Materials and Methods
All tissue samples employed in this study were approved and provided by the Tissue Repository of the National Cancer Centre Singapore and conducted in accordance with the policies of its Ethics Committee. Informed consent was obtained from all participating patients, and all clinical and histopathologic data provided to the researchers were rendered anonymous. Cancerous and some of the corresponding distant noncancerous liver tissues were obtained from patients who underwent surgical resection as curative treatment for HCC. All tumor tissues were divided into 2 portions and immediately snap frozen in liquid nitrogen. Half of the sample was stored in liquid nitrogen until use, whereas the other portion was employed for hematoxylin and eosin staining and evaluated by an independent pathologist. All the cancerous tissues studied were made up of at least 70% of cancer cells.

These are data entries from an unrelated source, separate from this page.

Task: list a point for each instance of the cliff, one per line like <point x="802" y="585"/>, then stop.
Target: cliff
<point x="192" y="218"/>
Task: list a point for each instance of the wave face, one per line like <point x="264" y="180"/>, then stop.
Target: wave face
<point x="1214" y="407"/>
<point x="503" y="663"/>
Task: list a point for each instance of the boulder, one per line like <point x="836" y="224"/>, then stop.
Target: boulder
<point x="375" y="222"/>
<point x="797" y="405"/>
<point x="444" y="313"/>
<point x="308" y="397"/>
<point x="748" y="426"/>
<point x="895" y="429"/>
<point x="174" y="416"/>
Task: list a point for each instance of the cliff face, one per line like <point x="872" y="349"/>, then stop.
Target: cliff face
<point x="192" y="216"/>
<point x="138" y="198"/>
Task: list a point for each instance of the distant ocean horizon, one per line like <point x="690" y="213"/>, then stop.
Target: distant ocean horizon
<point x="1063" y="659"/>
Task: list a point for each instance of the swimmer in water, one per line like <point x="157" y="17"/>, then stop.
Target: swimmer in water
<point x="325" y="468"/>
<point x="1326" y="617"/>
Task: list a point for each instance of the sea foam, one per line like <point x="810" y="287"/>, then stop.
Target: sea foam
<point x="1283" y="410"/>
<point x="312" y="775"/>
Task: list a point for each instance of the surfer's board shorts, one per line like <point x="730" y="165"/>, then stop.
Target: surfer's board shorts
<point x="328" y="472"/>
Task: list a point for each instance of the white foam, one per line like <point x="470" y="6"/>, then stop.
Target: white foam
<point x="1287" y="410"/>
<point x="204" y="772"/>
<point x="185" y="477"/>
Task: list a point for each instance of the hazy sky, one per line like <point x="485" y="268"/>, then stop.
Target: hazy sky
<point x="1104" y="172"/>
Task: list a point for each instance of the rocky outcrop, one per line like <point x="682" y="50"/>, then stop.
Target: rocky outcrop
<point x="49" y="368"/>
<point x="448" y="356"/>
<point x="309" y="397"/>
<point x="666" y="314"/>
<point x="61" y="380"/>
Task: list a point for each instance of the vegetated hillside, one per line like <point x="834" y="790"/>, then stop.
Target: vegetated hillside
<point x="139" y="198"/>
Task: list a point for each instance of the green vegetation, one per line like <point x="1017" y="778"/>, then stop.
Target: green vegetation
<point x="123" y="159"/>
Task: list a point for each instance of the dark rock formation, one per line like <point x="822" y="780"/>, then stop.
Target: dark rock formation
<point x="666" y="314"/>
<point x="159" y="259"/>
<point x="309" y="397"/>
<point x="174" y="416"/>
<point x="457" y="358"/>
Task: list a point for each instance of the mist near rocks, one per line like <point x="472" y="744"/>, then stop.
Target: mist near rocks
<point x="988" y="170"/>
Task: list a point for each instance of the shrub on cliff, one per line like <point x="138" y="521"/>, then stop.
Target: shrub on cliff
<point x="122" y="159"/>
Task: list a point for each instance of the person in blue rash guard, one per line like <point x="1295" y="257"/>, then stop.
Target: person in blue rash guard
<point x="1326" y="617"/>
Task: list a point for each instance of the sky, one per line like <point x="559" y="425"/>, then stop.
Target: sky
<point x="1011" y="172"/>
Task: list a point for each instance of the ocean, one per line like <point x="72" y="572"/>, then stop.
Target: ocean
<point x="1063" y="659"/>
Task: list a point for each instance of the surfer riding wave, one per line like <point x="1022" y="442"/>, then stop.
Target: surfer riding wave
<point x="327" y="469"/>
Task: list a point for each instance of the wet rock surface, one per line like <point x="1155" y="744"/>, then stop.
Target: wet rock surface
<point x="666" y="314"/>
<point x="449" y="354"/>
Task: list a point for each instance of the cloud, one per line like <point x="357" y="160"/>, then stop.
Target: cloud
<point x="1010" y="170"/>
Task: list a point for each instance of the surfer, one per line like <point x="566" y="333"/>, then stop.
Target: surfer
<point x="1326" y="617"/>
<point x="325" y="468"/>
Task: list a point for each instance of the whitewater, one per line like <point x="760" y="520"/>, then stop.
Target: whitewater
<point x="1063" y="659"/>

An early recurrence was defined as a recurrence within 2 years after a curative resection. To assess recurrence, all treated HCC patients were monitored by routine clinical follow-up once every 3 months. The level of serum alpha-fetoprotein (AFP) and liver function tests were determined every 3 months and ultrasound scans of the liver were done every 6 months. Computerized tomography (CT) or MRI scans of the liver were done when the serum levels of AFP showed a rising trend or when the ultrasound results indicated the presence of possible recurrent disease. A total of 76 HCC liver biopsies with 24 histologically normal tissues were collected and studied: Thirty-five samples were from patients who had early recurrent disease over the 24-month observation period, whereas 41 did not have early recurrent disease. In addition, samples of histologically normal liver tissues of 10 colorectal cancer patients who had liver metastases resected were used as reference normal liver tissues.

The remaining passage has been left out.